瀝青
第百二十一節
アスファルトって聞くと、以前にいた世界の人々だったら”道路の材料じゃんっ!!“ って思うかもしれない。
でも実は、アスファルト改め瀝青は、道路の材料に使われるよりも遥か前から人類に貢献してきた。防水、防腐、接着能力に長けた材料だ。

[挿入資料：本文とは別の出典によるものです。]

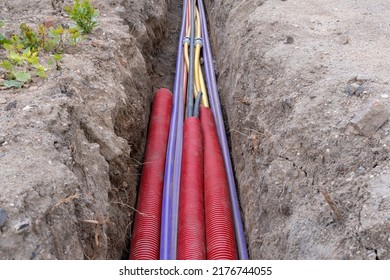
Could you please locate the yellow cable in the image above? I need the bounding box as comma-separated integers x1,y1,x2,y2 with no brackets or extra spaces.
184,6,210,107
195,9,209,107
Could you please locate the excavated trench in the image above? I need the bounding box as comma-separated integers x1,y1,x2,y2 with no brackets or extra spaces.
117,0,250,258
0,0,390,259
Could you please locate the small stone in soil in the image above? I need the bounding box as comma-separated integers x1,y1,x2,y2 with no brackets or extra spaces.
286,36,294,45
0,208,8,228
4,100,18,111
351,100,389,136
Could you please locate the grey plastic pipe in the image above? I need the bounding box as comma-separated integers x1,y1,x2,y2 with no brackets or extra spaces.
198,0,248,260
160,1,187,260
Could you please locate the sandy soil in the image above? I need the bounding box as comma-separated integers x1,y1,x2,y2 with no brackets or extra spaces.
0,0,390,259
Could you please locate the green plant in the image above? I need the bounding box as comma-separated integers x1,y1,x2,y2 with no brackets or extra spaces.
65,0,99,34
0,44,46,88
0,4,94,88
0,20,10,45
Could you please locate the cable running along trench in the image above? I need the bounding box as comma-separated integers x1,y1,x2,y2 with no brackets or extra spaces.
130,0,248,260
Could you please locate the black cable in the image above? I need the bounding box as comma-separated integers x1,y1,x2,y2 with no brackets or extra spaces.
187,0,195,118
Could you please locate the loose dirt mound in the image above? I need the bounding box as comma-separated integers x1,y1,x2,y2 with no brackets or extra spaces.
0,0,167,259
206,0,390,259
0,0,390,259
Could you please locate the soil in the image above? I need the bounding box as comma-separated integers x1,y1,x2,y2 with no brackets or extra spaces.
0,0,390,259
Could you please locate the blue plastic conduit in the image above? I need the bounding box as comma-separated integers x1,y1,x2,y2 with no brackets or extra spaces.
198,0,248,260
160,1,187,260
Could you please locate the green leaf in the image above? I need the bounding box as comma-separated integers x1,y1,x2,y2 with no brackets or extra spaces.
14,71,31,83
53,53,64,61
36,69,46,78
3,80,23,88
0,60,14,71
0,34,12,45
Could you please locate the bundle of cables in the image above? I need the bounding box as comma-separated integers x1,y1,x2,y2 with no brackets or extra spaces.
130,0,248,260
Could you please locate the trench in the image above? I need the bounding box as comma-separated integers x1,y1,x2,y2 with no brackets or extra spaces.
109,0,247,259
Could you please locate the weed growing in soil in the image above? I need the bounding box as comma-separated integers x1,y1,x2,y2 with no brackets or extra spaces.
0,0,99,88
65,0,99,34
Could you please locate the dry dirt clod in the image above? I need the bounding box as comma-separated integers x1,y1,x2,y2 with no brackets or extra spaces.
0,208,8,228
351,100,389,136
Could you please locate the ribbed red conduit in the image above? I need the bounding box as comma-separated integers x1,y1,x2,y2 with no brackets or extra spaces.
177,117,206,260
200,107,238,260
129,88,173,260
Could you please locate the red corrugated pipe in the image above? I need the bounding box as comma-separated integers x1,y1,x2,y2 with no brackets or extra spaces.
200,107,238,260
177,117,206,260
130,88,173,260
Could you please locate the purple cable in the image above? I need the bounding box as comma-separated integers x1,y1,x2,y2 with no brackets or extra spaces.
198,0,248,260
160,1,187,260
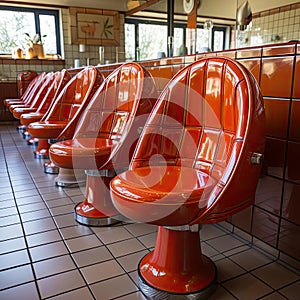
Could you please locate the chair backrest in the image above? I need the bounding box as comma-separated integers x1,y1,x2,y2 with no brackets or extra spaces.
36,69,71,114
41,66,103,127
62,62,158,169
24,72,58,108
21,72,46,104
17,71,38,98
130,57,265,223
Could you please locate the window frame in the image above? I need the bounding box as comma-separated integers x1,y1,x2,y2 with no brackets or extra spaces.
0,5,62,55
125,18,229,61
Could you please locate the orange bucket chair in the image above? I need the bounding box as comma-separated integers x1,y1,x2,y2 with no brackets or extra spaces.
27,66,103,158
9,72,59,119
49,63,157,226
3,71,41,107
110,57,265,299
20,69,72,144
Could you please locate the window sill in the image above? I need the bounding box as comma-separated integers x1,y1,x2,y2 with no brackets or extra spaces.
0,55,65,65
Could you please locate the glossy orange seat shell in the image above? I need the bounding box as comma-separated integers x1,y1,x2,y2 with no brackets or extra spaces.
28,67,103,139
111,58,265,226
50,63,157,170
20,69,71,125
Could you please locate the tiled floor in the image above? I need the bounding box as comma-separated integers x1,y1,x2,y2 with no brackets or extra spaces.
0,124,300,300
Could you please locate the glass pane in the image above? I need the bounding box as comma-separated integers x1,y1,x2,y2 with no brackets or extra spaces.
125,23,135,61
0,10,36,54
39,15,57,54
174,28,184,55
213,30,224,51
196,28,211,53
139,24,168,60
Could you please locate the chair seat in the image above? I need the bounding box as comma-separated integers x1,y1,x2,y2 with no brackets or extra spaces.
111,166,216,226
20,112,44,125
50,138,119,170
12,106,37,119
29,120,68,139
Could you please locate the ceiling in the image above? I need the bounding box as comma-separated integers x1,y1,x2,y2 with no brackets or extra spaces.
1,0,299,19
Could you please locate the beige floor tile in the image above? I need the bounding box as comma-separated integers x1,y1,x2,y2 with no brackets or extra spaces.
51,288,94,300
93,226,132,244
107,239,145,257
33,255,76,279
251,262,300,289
0,282,40,300
37,270,85,298
66,234,103,253
117,250,148,273
215,258,246,282
91,275,138,300
81,260,124,284
279,280,300,300
0,265,34,290
230,249,272,271
223,274,272,300
72,246,113,268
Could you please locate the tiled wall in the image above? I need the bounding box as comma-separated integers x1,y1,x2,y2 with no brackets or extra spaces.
95,42,300,266
237,3,300,47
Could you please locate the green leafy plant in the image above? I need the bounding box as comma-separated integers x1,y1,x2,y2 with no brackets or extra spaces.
102,18,114,39
25,32,47,46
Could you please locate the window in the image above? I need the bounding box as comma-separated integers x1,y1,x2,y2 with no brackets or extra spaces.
125,19,226,61
0,6,61,54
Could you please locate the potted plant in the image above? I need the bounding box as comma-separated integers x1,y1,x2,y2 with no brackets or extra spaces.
25,32,47,59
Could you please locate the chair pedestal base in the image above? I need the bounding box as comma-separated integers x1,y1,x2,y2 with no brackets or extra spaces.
44,161,59,174
138,226,217,300
74,170,121,226
55,168,86,187
33,139,50,159
17,124,27,133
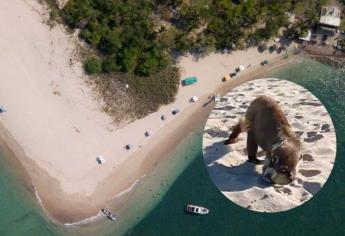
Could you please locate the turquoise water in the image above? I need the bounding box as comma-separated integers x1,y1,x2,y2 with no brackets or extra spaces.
0,57,345,236
128,57,345,236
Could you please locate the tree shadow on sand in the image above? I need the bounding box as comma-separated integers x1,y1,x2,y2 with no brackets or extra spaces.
204,140,271,192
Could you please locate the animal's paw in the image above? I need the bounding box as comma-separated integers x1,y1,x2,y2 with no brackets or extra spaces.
248,159,261,165
224,138,239,145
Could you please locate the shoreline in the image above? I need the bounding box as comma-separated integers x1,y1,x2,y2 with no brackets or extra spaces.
0,1,304,228
1,51,296,226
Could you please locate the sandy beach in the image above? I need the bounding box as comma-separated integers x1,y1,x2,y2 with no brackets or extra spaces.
203,79,336,212
0,0,296,223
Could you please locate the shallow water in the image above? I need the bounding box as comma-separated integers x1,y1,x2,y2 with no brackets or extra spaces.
0,57,345,236
128,59,345,235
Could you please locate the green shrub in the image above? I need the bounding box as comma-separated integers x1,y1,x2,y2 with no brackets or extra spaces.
84,57,102,75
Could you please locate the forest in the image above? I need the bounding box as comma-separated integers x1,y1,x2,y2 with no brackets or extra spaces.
47,0,334,121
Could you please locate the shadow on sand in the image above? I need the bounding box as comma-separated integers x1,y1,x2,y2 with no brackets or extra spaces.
204,139,271,192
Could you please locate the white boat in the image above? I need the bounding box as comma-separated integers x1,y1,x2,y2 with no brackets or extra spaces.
213,94,220,103
186,204,209,215
102,208,116,221
0,106,7,113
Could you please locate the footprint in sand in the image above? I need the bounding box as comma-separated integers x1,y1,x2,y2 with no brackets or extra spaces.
307,131,317,138
302,154,314,161
314,147,335,156
303,182,321,195
321,124,331,133
295,131,304,138
304,134,324,143
299,169,321,177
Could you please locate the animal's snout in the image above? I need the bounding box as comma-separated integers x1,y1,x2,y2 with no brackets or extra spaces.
264,173,272,180
263,173,272,183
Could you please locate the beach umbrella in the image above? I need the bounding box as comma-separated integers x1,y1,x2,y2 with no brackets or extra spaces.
0,106,7,113
171,108,180,115
96,155,105,164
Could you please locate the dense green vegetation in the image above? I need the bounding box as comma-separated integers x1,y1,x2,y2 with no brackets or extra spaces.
49,0,336,120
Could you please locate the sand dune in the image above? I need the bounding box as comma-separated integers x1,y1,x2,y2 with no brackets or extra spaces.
203,79,336,212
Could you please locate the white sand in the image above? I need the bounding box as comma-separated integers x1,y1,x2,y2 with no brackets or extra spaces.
0,0,292,220
203,79,336,212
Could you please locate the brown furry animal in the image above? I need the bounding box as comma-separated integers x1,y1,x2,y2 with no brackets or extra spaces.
225,96,301,184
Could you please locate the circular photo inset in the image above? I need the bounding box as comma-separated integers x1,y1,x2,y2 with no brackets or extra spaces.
203,79,336,212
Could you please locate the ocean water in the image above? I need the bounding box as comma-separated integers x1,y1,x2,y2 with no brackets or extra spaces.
0,59,345,236
127,59,345,236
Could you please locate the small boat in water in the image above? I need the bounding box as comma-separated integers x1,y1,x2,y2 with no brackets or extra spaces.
102,208,116,221
186,204,209,215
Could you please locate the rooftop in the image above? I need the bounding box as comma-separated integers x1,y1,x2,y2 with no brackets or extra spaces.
320,6,341,27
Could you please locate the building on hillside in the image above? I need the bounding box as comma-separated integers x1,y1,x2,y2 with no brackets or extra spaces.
319,6,341,36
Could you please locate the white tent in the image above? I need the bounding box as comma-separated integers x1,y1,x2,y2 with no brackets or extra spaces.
96,155,105,164
190,96,199,102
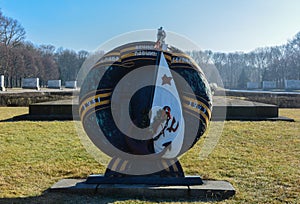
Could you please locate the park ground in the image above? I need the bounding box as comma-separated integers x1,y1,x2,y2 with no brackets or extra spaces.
0,107,300,203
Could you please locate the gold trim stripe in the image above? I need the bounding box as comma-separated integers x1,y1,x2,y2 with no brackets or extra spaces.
82,106,109,121
79,92,112,110
80,100,110,120
111,158,121,171
120,160,128,172
183,96,211,118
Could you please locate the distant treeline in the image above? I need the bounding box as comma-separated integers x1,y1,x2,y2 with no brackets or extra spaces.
0,11,89,87
189,32,300,89
0,11,300,89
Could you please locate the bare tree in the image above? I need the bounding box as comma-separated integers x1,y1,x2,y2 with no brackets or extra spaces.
0,12,25,87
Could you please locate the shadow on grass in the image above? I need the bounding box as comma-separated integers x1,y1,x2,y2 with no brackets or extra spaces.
0,114,78,122
0,190,232,204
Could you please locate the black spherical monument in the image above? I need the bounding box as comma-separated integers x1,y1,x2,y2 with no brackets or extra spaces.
79,31,212,185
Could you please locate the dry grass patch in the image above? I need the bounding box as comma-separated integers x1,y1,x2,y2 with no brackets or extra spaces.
0,108,300,203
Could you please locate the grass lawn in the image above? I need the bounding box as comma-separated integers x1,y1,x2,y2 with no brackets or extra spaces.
0,107,300,203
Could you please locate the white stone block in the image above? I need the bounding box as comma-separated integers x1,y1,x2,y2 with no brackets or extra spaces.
47,80,61,89
263,81,276,89
22,78,40,90
65,81,77,89
284,80,300,90
247,82,259,89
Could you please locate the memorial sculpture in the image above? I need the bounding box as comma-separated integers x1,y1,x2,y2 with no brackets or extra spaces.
79,28,232,191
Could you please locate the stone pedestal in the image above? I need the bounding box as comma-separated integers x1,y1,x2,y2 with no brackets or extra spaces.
50,179,235,200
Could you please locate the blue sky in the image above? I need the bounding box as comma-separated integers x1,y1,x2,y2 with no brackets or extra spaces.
0,0,300,52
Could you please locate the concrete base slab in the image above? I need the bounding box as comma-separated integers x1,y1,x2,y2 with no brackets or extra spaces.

その歴史は長く、あのノアの方舟の建造に使うように神が命じたとも云われる素材。方舟の内側と外側にも塗られ、防水剤としての役割を担っていた。
あるいは伝説の塔であるバベルの塔。かの塔の建設の際には石の代わりにレンガを、漆喰の代わりに瀝青を用いて、天まで届く塔のある街を造ろうと試みた。
または紅海の海を奇跡によって切り開き、五書を書き上げたモーセが赤子の時に、両親によって川を利用して逃された際に、赤子のモーセを乗せたパピルスの籠に塗られていたのも瀝青だ。
モーセで連想するのがエジプトだけど、エジプトのミイラの防腐剤にも使われた。
ここまでは防水と防腐の優れた材料という事を伝える記述だけど、接着剤としても古くから使われてきた事も歴史は伝えている。
紀元前三千八百年頃のメソポタミアでは接着剤として使われた記述がある。日本においては縄文時代から使われた痕跡があり、石の矢尻や骨の銛などの漁具の接着や、土器や土偶の補修にも使われてきた。
日本書紀の中には”燃える水と燃える土が越の国から天皇に献上された“との記述があり、燃える土は瀝青だと考えられている。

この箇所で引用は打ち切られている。